AMERICAN EXPERIENCE: Surviving The Dust Bowl
Airs Monday, November 16, 2009 at 9:30 p.m. on KPBS TV
Friday, November 13, 2009
Credit: Carson County Square House Museum
In 1931 the rains stopped and the “black blizzards” began. Powerful dust storms carrying millions of tons of stinging, blinding black dirt swept across the Southern Plains—the panhandles of Texas and Oklahoma, western Kansas, and the eastern portions of Colorado and New Mexico. Topsoil that had taken a thousand years per inch to build suddenly blew away in only minutes. One journalist traveling through the devastated region dubbed it the “Dust Bowl.”
"Surviving the Dust Bowl" is the remarkable story of the determined people who clung to their homes and way of life, enduring drought, dust, disease—even death—for nearly a decade.
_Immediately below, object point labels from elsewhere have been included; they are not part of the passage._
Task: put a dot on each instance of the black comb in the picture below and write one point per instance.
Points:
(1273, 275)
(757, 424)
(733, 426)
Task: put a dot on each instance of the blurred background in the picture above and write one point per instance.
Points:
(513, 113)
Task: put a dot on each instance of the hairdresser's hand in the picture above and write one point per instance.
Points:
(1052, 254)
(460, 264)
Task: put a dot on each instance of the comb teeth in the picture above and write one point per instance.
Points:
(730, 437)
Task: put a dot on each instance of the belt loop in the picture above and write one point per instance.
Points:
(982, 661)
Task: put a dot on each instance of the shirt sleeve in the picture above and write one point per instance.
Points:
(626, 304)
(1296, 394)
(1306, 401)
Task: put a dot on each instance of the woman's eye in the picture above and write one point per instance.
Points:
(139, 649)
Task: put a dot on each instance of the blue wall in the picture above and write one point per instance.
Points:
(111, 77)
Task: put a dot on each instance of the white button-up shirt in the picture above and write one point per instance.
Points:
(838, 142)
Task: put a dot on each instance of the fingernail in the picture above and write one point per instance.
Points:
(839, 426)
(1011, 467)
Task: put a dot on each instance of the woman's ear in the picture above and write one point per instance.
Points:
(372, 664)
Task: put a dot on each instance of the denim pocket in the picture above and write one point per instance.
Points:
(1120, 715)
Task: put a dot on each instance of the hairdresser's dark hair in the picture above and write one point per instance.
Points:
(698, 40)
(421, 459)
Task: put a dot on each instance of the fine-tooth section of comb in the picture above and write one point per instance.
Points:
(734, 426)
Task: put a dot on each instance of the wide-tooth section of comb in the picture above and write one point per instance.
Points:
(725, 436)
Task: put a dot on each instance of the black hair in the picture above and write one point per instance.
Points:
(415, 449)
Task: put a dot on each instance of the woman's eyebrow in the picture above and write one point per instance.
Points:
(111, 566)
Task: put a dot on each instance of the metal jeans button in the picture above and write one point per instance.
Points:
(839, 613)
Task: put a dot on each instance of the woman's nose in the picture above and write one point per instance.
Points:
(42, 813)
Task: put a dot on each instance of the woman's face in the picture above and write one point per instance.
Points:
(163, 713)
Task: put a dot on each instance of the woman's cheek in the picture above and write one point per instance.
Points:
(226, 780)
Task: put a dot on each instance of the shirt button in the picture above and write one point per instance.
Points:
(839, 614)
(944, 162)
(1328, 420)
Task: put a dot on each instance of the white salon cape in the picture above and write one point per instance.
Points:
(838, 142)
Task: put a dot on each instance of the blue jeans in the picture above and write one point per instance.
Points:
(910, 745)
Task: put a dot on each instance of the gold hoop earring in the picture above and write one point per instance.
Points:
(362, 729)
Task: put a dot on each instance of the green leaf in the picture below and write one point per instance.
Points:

Less well-known than those who sought refuge in California, typified by the Joad family in John Steinbeck’s “The Grapes of Wrath,” the Dust Bowlers who stayed overcame an almost unbelievable series of calamities and disasters.
“Only one-quarter of the Dust Bowlers fled to California—most stayed, persevering through ten grueling years,” says producer Chana Gazit. “I was intrigued by their stories—their stamina and resilience to battle through frighteningly powerful, devastating wind and dust storms.”